They say flavours, ingredients and cooking styles change almost every 50 km in India and yet there are dishes that connect the dots across the country. Chickpea flour and sour yogurt come together to create versions of the kadhi. The textures vary from region to region; the slightly thicker Punjabi Kadhi with pakoras is a case in point. Flavours vary too; Gujarat’s Bhinda na Kadhi with okra is a lovely blend of sweet and sour. Across the South there are many variations of this dish like the Majige Huli in Karnataka that is usually eaten with steamed rice and crispy aralu sandige (deep-fried crisps).
The traditional Kerala Sadya (feast served on a banana leaf) has quite a few dishes that use sour yogurt. The Kaalan is arguably the most famous of these dishes. Except this dish has a much thicker consistency and is also very sour. It is usually made with one vegetable like raw banana or yam. In areas around Thrissur and Palakkad it’s common to find a much thinner version of the Kadhi – More Kuttan, that uses only sour yogurt or buttermilk without the chickpea flour.
Of all these dishes, I’m partial to the More Kuzhambu in Tamil Nadu. It translates into buttermilk gravy and has the same textures of the Punjabi Kadhi with subtle flavours. It’s not too sour and not too spicy. This dish differs from its Kerala cousins in the texture (that comes from the thicker yoghurt and the urad dal). For some communities, this is a dish that usually makes it to wedding feasts. It is sometimes served as the first course even before the sambarand rasam are served with rice. While it’s not uncommon to pair rotis with the Kadhi, the More Kuzhambu is almost always eaten only with steamed rice.
While the dish takes its name from buttermilk, it is mostly made with whipped curd that is a tad sour. Typically, one vegetable is used to make this dish. My favourite version is the keerai thandu (Spinach stalk) More Kuzhambu that uses tender and crunchy spinach stalks. These stalks are highly seasonal, typically making their first appearance in Chennai’s vegetable markets around end July. More Kuzhambu tastes equally delicious with vegetables like okra, chow chow (chayote) and taro root / cola cassia (seppankazhangu in Tamil or Arbi in Hindi). A classic combination in Tamil Brahmin cuisine with the More Kuzhambu is the usilli – a poriyal (stir-fried vegetable) that combines vegetables like French beans or banana flower with steamed tur dal.

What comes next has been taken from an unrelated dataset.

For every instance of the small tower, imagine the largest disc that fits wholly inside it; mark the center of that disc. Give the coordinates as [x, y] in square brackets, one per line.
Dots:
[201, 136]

It’s remarkably simple, perfect if you don’t have time to fix an elaborate sambar and works particularly well with a few vegetables. This is my mother’s time-tested recipe with okra.
Vendakkai More Kuzhambu recipe (Okra Buttermilk gravy)
Sour curd (Thick sour curd beaten) – 1/2 cup
Freshly grated coconut – 1/4 cup
Okra – 200 gms
1 tablespoon Cumin
turmeric – 1/4 teaspoon
1/2 tablespoon Urad dal
1/2 teaspoon fenugreek
1/4 teaspoon Coconut oil
Green chillies – 4 to 6
Curry leaves – a few sprigs
Salt – to taste
Mustard – 1/4 teaspoon
1. Fry okra with a little turmeric and curry leaves.
2. Add some water.
3.Fry urad dal,fenugreek separately in coconut oil.
4.Add the green chillies.
5.Blend this mixture with the cumin seeds to a fine paste and add some water and the salt as you do.
6.Add this mixture to the okra and let it simmer for 3-4 minutes.
7.Add the beaten curd – add some water to this curd until it reaches a thick lassiconsistency.
8.’Temper’ this with the curry leaves and the mustard seeds.
If you like the Punjabi style Pakoda Kadhi, you could try the paruppu urundai (Lentil balls) more kuzhambu where you can substitute the vegetable with lentil balls:
1. Soak 1/4 cup of tur dal with 1 teaspoon of raw rice
2. Blend this into a coarse paste along with 3 ground red chillies and a pinch of asafoetida.
3. Make this paste into balls and pressure cook.